Gestern wurde es beschlossen: Bis zum 31. August soll es in Deutschland keine Großveranstaltungen geben – mindestens. Gestern haben sich die Ministerpräsidenten der Länder und Bundeskanzlerin Angela Merkel darauf verständigt. Natürlich ist von dieser Regelung auch der Fußball betroffen. 

© DFL Deutsche Fußball Liga GmbH

Die weiterführenden Maßnahmen wurden von Bayerns Ministerpräsident Markus Söder auf einer Pressekonferenz zusammen mit Bundeskanzlerin Angela Merkel am frühen Mittwochabend der breiten Öffentlichkeit präsentiert. Unter dieses Verbot fallen Konzerte, Schützenfeste, Kirchweihen und insgesamt alle öffentlichen Veranstaltungen, bei denen größere Menschenmengen zusammenkommen würden. Auch wenn Sportveranstaltungen diesmal nicht konkret genannt wurden, ists klar, dass auch diese davon nicht ausgenommen sind. Nun ist die Frage, ob Profi-Fußball ohne Zuschauer überhaupt ein Thema sein kann. 

Die nächste Gelegenheit zur Diskussion gibt es nun am 30. April. Es wäre unter anderem ggf. möglich, nur einige Zuschauer sehr weit im Stadion voneinander getrennt zu platzieren.
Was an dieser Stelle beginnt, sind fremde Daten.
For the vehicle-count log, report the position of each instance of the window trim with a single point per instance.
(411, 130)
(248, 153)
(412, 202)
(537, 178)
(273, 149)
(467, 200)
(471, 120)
Am 31. März hatte die DFL beschlossen, dass alle Spiele der 1. Und 2. Liga zumindest bis zum 30. April ausgesetzt werden. Am 23. April werden nun Vertreter der insgesamt 36 Klubs virtuell zusammenkommen, um zu entscheiden, ob und unter welchen Bedingungen der Ball in dieser Saison noch rollen könnte. Am Folgetag wird dann das DFB-Präsidium tagen. 

Das wichtigste Thema wird sein, wann ein Restart der Ligen in Betracht gezogen werden kann. Bereits jetzt sind sich die meisten einig, dass dies frühestens Mitte Mai passieren kann. Damit auch klar, dass das Pokalfinale in Berlin nicht am 23. Mai stattfinden kann. Die Terminierung der Halbfinals und des Finales liegen nun bei der Abstimmung zwischen DFB und DFL. Derweil steht Liga-Boss Christian Seifert schon seit Tagen in engem Kontakt mit den Medienpartnern der Liga über anstehende TV-Gelder. Eigentlich hätte am 10. April die letzte Rate der Gelder in Höhe von rund 304 Millionen Euro von allen Sendern bei der DFL eingehen müssen. Angestrebt ist nun, dass der Zahltag am 2. Mai stattfinden soll. Sollte das nicht passieren, droht gleich 13 Vereinen, darunter auch vier Bundesligisten, die Insolvenz. Angeblich sieht es aber im Hinblick auf neue Vereinbarungen und eine anschließende Zahlung nicht schlecht aus.